Hi I'm Paul, Originally from the UK I moved over to Bulgaria with my family 12 years ago and set up the Balkan Ecology Project. Prior to that, I worked as a freelance Arborist in the UK for 15 years. Balkan Ecology Project is a family project run by myself, Sophie and our two boys Dylan and Archie, and supported by the amazing volunteers we have hosted here over the years. We aim to develop and promote practices that provide nutritious affordable food while enhancing biodiversity and work to achieve this by: - Researching, designing and implementing systems on the ground - Providing working examples of our designs at our sites open for the public to visit - Providing quality education and training to aspiring growers and landscapers - Providing consultancy and design for landowners and farmers across Europe - Practicing an open source policy, whereby we disseminate our results freely and share all aspects of our work - Growing, selling and promoting the use of plants and plant communities that have high ecological and nutritional value Our activities currently include: Biological Plant Nursery, Educational Courses, Local Land Stewardship, Polyculture Research, Market Gardening​, and Consultancy and Design.

One Comment

  1. Hello Paul

    I have a question about your cover crop study. Why did you set up the experiment in the manner you did? In other words, why is it important for you to find out, on a single species basis, which of those three sprouted better and had more biomass? I am not understanding the goals you have for planting the cover crops in the first place, if this is the only information you want to study.
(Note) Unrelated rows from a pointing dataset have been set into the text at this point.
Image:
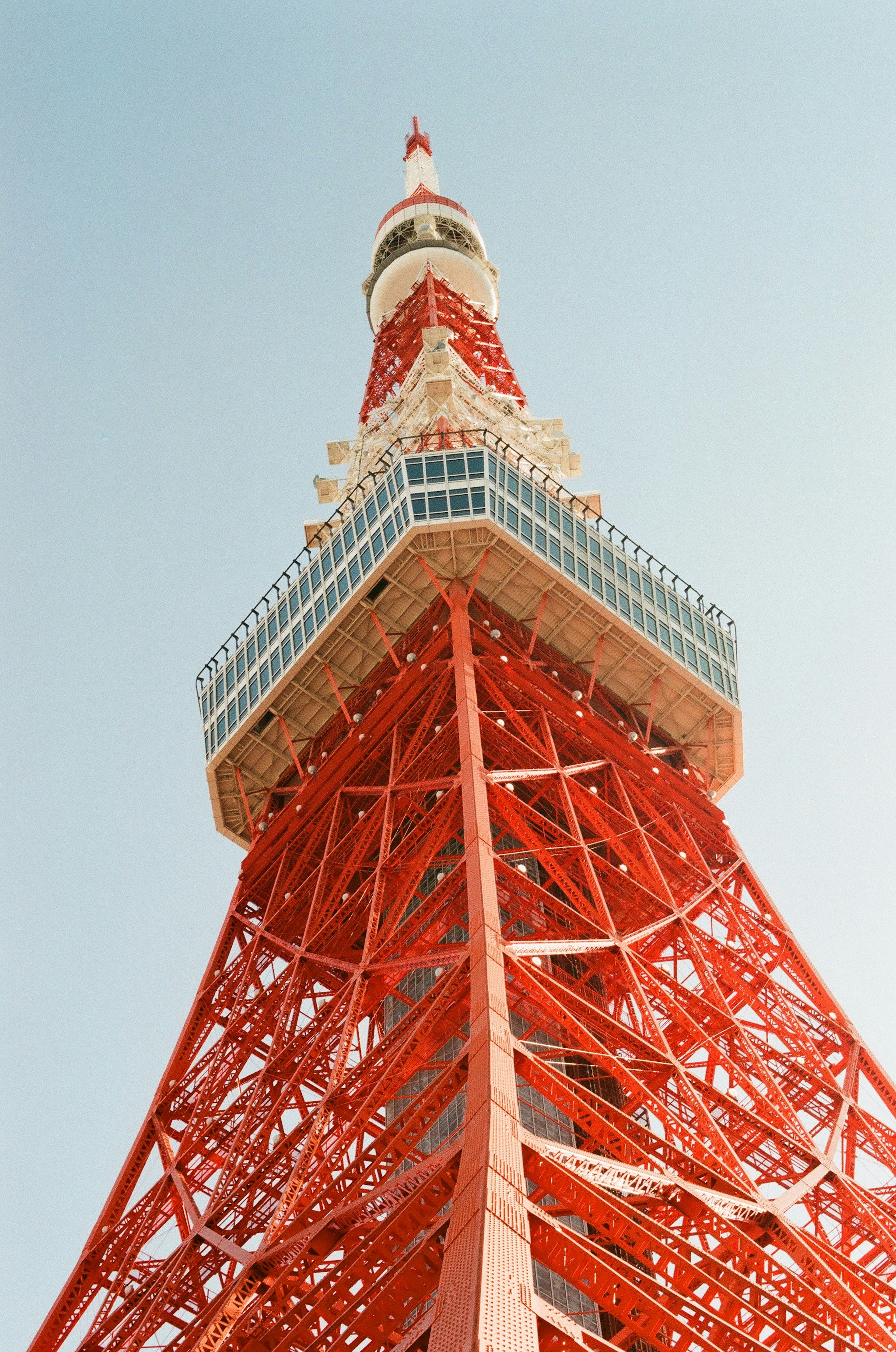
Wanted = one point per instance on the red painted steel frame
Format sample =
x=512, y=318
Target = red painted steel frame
x=399, y=343
x=502, y=1046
    My understanding is that the main reason for planting cover crops in any permaculture design context is to boost soil fertility and improve the soil structure. Both, as I understand it, are best done with polycultures (not monocultures) of cover crops since a polyculture above ground will create a diverse ecosystem (soil food web) in the soil that will be much more likely to sustain anything else you decide to plant in the area. Natural succession in soils, however, is never achieved with monoculture, since nature does not do things this way. How about including a plot with different combinations of those same plants in your experiment? Plants are definitely going to function differently as monocultures than in combination with other species, as well, so I´m curious about the way the experiment is set up….

    In your study, the careful separation of plant types is distinctly a reductionist manner of experimenting by setting up simplified test goals (fastest sprouting; most bio-mass) and comparisons between plants with careful control of context (inasmuch as one can in nature). If you have decided to plant a monoculture cover crop, this experiment may have some value, but that idea itself seems out of place in a permaculture design….. It may be that you DO want to sow a monoculture cover crop, however, and I am curious about why you would want to do that.

    Thanks a million for sharing your work with us!